Though Franco’s film posits that what they created was indeed special — a legitimate hit that has brought endless joy to audiences — it doesn’t try to complicate the talents of this pair. The very first scene finds Greg and Tommy, then strangers to each other, at an acting class where they put on two different kinds of awful performances. Greg, a shy suburban kid with frosted tips, is too nervous to really perform. Tommy, who has a hint of deaf Borat in his “New Orleans” accent, has the opposite problem: He lacks any self-awareness and he is completely over-the-top and melodramatic, quick to writhe on the floor.
Though Greg and Tommy’s lack of talent is never in question, you can see how they fool themselves. Greg, who is the point-of-view character, is handsome and, unlike Tommy, utterly normal; there’s some sense that maybe under the right circumstances, if he could just learn to act a little, Hollywood might give him his moment — like it’s done for Armie Hammer, say. Tommy, on the other hand, is like Rupert Pupkin: a little bit unhinged, utterly delusional and so desperate to be a star that nothing else matters.
Early in the film, Greg and Tommy make a pact that they’ll each never let each other lose sight of their dream. But months into their move to Los Angeles, they have made little headway. Greg gets an agent and lands auditions, but he doesn’t bank any roles. Tommy, on the other hand, is widely laughed at and occasionally advised to pursue a career as a villainous character actor, to which he gets offended. “I hero, you all villain. . . . Yeah, you laugh at the hero. That what villain do.”

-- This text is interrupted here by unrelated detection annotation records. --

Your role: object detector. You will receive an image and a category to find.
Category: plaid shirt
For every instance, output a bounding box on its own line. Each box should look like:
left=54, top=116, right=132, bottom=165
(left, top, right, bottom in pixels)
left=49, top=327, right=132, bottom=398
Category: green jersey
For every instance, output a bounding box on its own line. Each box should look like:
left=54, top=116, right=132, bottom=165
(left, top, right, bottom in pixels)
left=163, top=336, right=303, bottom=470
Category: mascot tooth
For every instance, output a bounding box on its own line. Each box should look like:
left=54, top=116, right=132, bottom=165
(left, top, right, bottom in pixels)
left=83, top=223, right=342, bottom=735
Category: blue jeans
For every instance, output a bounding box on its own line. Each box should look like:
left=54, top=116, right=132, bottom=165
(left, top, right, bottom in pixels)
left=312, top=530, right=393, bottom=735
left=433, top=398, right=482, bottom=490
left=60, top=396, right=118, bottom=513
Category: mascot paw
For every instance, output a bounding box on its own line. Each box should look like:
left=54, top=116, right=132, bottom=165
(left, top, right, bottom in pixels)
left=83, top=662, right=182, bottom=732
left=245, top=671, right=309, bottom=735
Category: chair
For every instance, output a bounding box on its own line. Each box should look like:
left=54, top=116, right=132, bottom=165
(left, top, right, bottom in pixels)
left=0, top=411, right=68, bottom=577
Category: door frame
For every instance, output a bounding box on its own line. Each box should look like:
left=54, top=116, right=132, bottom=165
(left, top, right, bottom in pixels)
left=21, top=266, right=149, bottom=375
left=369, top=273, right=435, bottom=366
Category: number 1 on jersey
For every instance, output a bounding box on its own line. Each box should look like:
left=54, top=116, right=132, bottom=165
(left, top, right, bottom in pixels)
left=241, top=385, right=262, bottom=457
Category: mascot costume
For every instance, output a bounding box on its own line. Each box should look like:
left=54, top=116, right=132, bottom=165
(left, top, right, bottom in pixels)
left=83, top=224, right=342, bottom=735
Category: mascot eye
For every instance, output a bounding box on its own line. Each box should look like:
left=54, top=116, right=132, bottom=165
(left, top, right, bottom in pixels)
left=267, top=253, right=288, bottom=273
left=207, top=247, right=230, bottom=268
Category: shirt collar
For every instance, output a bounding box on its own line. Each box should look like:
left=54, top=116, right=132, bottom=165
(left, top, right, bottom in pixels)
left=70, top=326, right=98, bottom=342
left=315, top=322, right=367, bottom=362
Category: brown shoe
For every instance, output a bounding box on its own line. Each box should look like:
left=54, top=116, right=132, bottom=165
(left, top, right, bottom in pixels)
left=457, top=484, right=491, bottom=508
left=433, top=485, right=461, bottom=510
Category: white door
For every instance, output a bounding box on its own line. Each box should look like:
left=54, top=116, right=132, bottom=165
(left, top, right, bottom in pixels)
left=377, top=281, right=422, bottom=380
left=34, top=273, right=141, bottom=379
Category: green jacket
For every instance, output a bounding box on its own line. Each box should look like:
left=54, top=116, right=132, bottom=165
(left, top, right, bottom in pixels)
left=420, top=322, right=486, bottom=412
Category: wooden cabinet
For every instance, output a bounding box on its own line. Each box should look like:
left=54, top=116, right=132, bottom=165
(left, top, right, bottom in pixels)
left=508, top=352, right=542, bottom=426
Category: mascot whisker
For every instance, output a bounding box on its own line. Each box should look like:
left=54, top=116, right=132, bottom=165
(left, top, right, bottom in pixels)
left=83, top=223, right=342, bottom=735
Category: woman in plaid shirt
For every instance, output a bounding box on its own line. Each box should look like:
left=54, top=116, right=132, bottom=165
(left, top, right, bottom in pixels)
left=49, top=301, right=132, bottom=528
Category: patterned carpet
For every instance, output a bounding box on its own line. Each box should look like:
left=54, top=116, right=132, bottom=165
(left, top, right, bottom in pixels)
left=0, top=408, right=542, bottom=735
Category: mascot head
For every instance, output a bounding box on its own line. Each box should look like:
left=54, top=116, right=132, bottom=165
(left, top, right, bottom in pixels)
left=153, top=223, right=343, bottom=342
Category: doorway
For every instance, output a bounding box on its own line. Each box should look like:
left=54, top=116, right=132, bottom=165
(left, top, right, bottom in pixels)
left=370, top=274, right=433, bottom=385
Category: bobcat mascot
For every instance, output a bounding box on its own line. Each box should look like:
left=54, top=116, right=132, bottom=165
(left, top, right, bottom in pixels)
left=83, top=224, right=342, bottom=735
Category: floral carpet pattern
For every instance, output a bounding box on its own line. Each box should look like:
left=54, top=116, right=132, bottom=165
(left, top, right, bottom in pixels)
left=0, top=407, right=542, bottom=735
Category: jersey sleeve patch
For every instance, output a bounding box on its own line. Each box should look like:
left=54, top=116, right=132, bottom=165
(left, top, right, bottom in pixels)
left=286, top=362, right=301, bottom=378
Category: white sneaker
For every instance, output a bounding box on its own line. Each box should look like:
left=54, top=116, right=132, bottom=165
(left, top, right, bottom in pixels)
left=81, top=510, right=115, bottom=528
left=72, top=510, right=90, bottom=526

It’s when Greg and Tommy are on the verge of giving up that they have their bright idea: Tommy should write his own movie. The production, of course, is a debacle. Tommy harasses his crew and actors, and they laugh at him behind his back. Unsurprisingly, the finished product is laughable.

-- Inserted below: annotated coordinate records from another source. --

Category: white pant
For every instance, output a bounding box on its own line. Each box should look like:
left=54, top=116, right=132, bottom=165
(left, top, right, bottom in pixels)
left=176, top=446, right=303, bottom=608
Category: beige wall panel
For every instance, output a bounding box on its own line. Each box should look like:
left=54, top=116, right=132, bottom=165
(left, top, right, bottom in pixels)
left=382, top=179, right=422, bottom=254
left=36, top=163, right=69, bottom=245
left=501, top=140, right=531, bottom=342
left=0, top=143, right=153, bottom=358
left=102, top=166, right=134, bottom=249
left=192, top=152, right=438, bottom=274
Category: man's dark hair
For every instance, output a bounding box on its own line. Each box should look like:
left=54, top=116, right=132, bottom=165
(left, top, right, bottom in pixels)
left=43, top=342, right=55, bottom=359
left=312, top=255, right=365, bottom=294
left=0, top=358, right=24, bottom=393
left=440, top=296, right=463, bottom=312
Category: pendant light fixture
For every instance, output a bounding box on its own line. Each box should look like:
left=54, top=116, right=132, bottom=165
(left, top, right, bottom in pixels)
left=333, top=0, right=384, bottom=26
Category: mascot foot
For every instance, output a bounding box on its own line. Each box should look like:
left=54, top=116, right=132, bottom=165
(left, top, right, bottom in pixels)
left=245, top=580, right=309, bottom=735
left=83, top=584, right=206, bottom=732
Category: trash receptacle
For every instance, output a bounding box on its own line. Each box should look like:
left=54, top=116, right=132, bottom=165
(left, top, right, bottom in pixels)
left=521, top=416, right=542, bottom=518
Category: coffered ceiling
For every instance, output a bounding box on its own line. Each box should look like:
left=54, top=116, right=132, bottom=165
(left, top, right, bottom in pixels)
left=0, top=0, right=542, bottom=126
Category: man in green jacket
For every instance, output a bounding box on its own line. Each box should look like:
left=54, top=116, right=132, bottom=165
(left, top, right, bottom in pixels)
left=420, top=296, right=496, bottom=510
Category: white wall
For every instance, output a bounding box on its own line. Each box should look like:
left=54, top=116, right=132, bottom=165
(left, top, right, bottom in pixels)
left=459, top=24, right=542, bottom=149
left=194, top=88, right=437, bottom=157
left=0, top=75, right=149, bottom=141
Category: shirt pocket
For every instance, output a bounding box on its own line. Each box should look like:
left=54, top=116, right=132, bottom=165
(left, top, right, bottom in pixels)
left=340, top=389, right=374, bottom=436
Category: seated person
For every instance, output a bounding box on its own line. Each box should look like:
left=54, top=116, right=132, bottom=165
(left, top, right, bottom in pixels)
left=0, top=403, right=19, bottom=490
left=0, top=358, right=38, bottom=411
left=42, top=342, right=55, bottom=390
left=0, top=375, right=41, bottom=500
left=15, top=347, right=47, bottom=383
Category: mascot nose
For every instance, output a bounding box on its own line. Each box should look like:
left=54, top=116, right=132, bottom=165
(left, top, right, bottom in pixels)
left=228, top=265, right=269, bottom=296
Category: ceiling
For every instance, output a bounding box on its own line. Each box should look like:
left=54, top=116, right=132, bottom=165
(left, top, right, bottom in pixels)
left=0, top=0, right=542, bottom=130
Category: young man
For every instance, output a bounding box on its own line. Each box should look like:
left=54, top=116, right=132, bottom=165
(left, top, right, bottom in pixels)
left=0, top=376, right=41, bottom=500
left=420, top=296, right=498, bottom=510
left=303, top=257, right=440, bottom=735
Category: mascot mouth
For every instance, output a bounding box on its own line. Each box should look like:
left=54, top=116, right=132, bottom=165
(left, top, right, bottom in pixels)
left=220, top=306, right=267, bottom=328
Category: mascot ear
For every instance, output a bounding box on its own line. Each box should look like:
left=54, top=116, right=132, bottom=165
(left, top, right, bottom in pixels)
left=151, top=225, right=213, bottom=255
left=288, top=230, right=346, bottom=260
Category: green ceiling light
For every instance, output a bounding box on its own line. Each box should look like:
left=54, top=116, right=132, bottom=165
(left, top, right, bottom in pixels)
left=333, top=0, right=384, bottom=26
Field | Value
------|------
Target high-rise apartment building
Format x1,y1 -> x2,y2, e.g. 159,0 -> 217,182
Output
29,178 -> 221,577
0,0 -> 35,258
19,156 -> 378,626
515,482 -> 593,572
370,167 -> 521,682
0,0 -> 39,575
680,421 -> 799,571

In “The Disaster Artist,” the premiere of “The Room” acts as a climax. The audience gets the film in a way that its creator doesn’t. “The Room” wasn’t meant to be a comedy, but everyone laughs at it. Tommy is initially heartbroken at the reaction. He feels like everyone is laughing at him, which they are. There’s a world where he’s a tragic character, someone who earnestly pursues a dream America has sold him, but is constantly laughed at in his pursuit. In this world, we’re all villains for laughing.
Instead, Tommy Wiseau is left having the last laugh. The film has netted a profit of several million dollars and has made him a minor celebrity — enough to warrant his “Kimmel” appearance. Wiseau is a Frankenstein born of the same American experiment that yielded the Donald Trump presidency. That is not to say that Wiseau himself has been a malignant force. But coming in this moment, “The Disaster Artist” forces viewers to interrogate their relationship with characters like Tommy Wiseau. What does it say about us that a person — usually a white man — can get so far by being so bad?
After the film ended, I thought back to a scene early in the film, where Tommy and Greg are tossing around a football. Tommy, who is as bad with the football as he is at acting, punts the ball into the ground, and, without any trace of irony, exclaims, “Touchdown!” Greg is the audience’s conduit, and he doesn’t say anything. He just lets Tommy think he’s scored a touchdown. And so, really, who’s to say he didn’t?